Действительно, появление звука положило конец популярности актера. Уже первый его звуковой фильм, «Голливуд-ревю», разрушил каменную маску Китона. Он понимал это, но все-таки снимался; снимался в третьесортных боевиках, соглашался на второстепенные роли, работал в Англии, Франции, Италии. После войны ему удалось сыграть в «Огнях рампы» вместе с Чаплином и в «Бульваре заходящего солнца» с Глорией Свенсон и Эрихом фон Штрогеймом.
Китон в этих фильмах не изменился: все та же маска, все тот же задумчивый взгляд. Но никто теперь его не замечал. Казалось, невозможно воскресить былую славу замечательного комика. Многие его фильмы пропали или были уничтожены частными владельцами, считавшими, что хранить их не имеет смысла. Словом, Китон был забыт.
Но почему же тогда сегодня старые ленты Китона поражают высоким актерским мастерством и, что самое главное, удивительной современностью его героя. Дело в том, что комизм Китона гораздо ближе и понятнее нам, нежели зрителям 20—30-х годов.
Тогда особенно популярен был Гарольд Ллойд — обыкновенный молодой человек в очках и соломенной шляпе, похожий на любого из нас. Ллойд как нельзя лучше соответствовал периоду «просперити»: оптимизм, ясность цели, простота ее достижения.
Еще более известен был Чаплин. Тот отличался сентиментальностью, лиризмом, добротой. Он постоянно боролся за свое человеческое достоинство, стараясь даже в бедности сохранить пристойный вид. Особенно в 30-е годы, когда многие американцы потеряли работу, свое «место под солнцем», он был удивительно близок им, являя пример мужества и человечности. Китон же никогда не был «как все». Он был исключительным, особенным. Даже его знаменитая деревянная маска — мертвое лицо без тени эмоций — вызывала удивление, недоумение...
Без тени эмоций? Да так ли это? Присмотримся повнимательнее. Китон реагирует и притом очень точно: он боится, удивляется, сердится. Но никогда не улыбается.
Теоретики, изучавшие этот феномен, пришли к выводу, что Китон таким образом хотел добиться контраста между гротесково-фатальными приключениями, в которые попадает герой, и абсолютным отсутствием его реакции. Сам Китон, однако, утверждает, что его маска возникла чисто случайно: «Я до такой степени сосредоточивался на своей актерской задаче, что ничего не знал о выражении моего лица, пока мне не сказали об этом друзья и пока я сам не увидел себя на экране...» Отсутствие улыбки, таким образом, не было эффектным приемом. (Другое дело, что оборотистые продюсеры использовали эту актерскую особенность Китона в рекламных целях, запретив ему по контракту улыбаться не только на съемках, но и в общественных местах: за нарушение этого пункта договора Китон должен был выплачивать неустойку.)

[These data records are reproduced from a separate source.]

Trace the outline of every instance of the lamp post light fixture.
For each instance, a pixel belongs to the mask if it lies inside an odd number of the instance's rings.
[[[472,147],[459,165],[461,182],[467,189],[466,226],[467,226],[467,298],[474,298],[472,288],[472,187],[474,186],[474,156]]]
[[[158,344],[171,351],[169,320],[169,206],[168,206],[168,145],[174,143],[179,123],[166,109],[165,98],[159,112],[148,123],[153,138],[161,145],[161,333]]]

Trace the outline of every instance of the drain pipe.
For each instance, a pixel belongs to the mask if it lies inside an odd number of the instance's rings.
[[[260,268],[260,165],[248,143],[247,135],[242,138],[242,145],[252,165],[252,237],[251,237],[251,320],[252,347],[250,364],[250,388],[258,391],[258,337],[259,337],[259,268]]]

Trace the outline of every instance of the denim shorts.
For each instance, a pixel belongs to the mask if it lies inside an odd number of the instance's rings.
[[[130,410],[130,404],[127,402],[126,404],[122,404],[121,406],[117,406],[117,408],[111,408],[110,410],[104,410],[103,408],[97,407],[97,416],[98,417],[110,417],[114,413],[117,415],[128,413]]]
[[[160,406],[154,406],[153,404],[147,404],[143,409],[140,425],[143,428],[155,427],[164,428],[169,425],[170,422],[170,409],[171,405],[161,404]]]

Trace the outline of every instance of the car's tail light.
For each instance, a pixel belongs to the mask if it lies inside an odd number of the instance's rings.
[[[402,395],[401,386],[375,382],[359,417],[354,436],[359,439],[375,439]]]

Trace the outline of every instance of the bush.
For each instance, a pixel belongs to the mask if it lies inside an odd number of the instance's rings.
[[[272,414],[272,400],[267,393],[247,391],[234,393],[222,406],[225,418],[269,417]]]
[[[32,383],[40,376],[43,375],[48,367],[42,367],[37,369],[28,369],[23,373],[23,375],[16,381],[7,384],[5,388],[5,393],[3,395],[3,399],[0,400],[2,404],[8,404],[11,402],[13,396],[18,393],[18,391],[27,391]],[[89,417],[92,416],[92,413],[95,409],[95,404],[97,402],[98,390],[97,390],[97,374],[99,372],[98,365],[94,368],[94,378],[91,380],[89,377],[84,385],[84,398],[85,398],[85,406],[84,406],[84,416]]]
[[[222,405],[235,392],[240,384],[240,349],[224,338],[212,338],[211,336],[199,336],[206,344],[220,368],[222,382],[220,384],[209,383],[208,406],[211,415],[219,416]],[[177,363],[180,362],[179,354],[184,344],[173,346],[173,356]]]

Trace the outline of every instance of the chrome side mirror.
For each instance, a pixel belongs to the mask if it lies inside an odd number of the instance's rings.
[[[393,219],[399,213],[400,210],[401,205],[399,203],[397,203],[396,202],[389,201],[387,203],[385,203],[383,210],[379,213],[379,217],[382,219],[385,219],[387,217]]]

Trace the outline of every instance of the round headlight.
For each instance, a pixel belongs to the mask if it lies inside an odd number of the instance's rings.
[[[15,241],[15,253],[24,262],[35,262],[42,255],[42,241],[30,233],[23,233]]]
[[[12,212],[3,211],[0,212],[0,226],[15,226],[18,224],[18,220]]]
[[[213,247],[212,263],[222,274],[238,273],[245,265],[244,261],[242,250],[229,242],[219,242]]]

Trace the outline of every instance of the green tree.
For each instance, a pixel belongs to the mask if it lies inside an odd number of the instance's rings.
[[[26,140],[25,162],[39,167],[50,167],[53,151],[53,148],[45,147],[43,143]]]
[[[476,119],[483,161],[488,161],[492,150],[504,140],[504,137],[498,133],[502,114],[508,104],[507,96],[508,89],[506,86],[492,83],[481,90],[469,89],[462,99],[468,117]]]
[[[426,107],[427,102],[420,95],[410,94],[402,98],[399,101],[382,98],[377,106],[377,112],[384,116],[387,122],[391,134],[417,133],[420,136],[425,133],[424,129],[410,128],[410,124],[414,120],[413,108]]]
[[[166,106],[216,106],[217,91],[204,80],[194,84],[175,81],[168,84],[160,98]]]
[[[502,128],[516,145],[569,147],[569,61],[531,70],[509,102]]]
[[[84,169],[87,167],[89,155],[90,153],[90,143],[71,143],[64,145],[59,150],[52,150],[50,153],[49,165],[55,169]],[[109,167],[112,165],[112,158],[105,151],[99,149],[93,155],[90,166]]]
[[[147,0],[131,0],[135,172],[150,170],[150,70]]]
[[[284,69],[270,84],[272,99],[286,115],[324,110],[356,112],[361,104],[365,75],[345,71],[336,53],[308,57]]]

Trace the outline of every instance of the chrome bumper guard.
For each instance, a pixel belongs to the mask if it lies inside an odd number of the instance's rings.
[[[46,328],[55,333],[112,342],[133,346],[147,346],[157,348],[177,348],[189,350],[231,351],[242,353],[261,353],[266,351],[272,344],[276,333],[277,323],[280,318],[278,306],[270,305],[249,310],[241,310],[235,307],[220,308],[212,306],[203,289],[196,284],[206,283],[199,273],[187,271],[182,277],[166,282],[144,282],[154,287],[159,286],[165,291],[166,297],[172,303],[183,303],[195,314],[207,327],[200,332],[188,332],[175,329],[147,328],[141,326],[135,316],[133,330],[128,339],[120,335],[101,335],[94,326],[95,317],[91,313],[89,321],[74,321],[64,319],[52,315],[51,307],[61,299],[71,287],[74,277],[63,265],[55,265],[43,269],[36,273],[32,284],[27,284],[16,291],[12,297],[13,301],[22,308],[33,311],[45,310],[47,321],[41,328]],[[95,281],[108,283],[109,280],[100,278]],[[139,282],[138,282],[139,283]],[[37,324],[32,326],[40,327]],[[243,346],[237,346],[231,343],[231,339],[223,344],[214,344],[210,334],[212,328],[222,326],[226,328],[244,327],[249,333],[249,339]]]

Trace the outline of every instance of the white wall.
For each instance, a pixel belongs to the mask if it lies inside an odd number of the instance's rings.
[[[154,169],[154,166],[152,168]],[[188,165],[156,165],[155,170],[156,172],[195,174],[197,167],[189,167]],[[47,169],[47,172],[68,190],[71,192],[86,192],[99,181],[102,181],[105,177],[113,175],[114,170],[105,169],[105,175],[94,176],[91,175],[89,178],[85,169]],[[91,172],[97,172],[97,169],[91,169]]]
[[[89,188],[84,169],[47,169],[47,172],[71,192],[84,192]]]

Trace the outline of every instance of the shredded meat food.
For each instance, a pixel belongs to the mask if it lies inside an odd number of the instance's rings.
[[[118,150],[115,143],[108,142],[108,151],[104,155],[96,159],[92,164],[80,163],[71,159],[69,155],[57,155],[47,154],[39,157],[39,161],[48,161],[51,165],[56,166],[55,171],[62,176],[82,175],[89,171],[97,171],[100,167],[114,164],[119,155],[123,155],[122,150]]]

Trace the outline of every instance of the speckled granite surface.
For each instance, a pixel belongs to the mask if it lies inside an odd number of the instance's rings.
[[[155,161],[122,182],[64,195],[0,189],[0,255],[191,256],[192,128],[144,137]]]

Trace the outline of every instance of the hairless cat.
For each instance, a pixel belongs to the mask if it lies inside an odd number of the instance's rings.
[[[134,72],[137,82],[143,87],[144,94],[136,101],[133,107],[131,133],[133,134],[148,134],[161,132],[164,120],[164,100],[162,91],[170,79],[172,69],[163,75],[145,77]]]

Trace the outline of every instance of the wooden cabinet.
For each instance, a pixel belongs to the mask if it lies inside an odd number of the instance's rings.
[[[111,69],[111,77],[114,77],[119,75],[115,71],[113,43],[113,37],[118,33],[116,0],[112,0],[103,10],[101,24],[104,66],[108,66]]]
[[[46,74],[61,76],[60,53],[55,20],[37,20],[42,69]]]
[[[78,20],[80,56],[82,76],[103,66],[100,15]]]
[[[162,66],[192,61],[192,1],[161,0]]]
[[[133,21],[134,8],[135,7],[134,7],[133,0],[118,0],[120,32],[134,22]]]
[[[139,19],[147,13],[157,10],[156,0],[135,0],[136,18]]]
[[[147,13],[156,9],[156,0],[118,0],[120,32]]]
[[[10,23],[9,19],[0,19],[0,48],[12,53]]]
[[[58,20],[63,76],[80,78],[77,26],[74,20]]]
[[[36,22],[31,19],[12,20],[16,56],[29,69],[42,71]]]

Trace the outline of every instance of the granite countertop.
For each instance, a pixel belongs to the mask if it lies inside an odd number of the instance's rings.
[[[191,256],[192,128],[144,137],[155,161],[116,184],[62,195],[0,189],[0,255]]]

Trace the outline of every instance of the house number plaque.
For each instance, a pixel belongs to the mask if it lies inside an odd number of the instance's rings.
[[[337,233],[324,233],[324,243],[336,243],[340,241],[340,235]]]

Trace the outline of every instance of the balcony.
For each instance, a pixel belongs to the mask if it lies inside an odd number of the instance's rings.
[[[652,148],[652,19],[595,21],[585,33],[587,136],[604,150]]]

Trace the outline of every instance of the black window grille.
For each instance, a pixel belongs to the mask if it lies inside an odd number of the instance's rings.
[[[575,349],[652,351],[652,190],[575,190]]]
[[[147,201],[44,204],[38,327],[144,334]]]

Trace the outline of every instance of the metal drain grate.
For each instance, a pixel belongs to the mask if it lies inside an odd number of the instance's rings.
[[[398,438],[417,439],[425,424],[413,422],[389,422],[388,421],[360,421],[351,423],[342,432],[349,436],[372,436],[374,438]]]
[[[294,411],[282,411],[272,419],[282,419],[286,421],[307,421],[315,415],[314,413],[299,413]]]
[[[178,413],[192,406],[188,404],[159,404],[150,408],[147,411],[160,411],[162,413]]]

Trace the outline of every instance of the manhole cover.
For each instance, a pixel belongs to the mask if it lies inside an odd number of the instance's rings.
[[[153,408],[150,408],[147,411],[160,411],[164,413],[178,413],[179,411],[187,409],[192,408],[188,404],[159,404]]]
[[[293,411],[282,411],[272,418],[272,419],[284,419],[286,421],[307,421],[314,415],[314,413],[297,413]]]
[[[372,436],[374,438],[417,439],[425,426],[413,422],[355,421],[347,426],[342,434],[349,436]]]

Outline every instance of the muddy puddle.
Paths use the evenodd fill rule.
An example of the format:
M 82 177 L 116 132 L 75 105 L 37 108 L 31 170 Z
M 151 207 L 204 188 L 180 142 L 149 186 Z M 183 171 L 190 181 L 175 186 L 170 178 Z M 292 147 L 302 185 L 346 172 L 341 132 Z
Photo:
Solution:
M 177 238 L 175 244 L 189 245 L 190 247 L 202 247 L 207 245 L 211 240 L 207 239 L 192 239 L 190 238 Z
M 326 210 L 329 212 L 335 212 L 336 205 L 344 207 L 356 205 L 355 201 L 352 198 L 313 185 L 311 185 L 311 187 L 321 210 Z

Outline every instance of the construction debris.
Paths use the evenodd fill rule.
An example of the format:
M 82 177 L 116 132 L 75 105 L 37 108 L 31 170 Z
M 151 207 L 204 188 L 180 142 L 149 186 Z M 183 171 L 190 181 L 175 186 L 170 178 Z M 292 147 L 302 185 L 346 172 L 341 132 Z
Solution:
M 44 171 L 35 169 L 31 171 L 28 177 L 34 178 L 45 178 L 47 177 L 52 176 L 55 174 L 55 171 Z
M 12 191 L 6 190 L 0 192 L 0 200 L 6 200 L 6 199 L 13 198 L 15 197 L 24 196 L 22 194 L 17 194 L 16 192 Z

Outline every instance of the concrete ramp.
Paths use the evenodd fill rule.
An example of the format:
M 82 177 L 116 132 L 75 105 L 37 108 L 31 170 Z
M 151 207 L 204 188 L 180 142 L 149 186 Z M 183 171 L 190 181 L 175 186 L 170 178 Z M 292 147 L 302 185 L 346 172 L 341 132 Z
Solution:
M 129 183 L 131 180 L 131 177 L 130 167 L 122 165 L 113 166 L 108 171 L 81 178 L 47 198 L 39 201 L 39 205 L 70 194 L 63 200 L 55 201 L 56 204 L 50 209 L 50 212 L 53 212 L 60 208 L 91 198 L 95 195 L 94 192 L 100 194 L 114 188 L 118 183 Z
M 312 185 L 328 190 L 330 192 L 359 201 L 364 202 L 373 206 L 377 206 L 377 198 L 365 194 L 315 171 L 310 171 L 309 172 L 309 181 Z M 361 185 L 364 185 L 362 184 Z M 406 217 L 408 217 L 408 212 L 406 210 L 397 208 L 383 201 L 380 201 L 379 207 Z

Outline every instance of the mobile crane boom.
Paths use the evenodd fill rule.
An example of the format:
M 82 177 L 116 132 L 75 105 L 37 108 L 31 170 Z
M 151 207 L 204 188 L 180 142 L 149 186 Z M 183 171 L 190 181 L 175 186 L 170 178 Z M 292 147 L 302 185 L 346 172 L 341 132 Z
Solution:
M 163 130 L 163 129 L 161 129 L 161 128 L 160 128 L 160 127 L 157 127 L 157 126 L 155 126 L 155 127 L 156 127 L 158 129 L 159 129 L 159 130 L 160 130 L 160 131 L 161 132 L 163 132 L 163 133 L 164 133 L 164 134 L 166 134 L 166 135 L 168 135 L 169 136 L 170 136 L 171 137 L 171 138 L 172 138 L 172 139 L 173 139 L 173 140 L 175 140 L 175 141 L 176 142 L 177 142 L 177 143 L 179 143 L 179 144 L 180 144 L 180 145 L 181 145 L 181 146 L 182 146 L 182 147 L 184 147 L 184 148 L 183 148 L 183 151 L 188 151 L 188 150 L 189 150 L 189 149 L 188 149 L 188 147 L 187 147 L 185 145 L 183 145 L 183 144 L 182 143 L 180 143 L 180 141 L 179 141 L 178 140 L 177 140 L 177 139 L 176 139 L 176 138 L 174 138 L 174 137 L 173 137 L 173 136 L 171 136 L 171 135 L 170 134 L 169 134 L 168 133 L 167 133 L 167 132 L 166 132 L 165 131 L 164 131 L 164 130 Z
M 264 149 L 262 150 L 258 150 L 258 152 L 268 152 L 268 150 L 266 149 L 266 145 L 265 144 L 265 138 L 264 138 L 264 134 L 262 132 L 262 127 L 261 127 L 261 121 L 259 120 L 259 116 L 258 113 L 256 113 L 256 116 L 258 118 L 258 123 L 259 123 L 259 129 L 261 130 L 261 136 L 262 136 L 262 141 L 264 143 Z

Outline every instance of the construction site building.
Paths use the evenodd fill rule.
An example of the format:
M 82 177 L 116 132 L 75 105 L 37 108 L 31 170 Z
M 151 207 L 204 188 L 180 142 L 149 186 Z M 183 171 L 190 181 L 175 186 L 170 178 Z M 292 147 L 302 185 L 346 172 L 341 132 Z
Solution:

Смотря ленты Китона, мы поражаемся точности замысла, отсутствию лишних деталей, «чистоте рисунка» роли. Там, где другие комики нагромождали гэги, необычные аксессуары, напяливали на себя самые невероятные костюмы, Китон входил решительным шагом и делал только то, что было нужно. Тогда это казалось бедностью, неумелостью; сегодня, когда мы научились ценить искусство сдержанное, точное, немногословное, Китон кажется нам несравненно благороднее своих ровесников клоунов, примитивных и плоских.
Кто-то даже назвал Китона предтечей всемирно известного американского графика Штейнберга, выступившего в 1940 году с серией рисунков, изображавших приключения человека, нарисованного тремя штрихами, с равнодушным лицом и треугольным геометрическим носом; этот грустный, холодный человечек заполнил страницы американской прессы, витрины магазинов, вышел на улицы американских городов. В нем нет места сентиментальности, он с недоверием относится к большим чувствам, он механистичен, и он смешон именно своей простотой, схематичностью, скованностью. Все это так. И все же он — человек, и он похож на нас. А мы стали похожи на Китона.
Многие сцены его фильмов напоминают математические задачки: сначала они ставят Китона в тупик, а потом он все же решает их — и всегда с поразительной выдумкой и находчивостью. Кто знает, не в этом ли заключается принципиальная разница, делящая Китона от других комиков. Они растяпы, неспособные сделать простейшую работу, и именно их беспомощность вызывает наше удовлетворение и смех (мы бы это сделали запросто!). Знаменитые комики Оливер и Харди в течение получаса экранного времени пытаются внести пианино на второй этаж. Но это им никак не удается. В конце концов они лежат полумертвые, засыпанные клавишами, придавленные разбитым инструментом.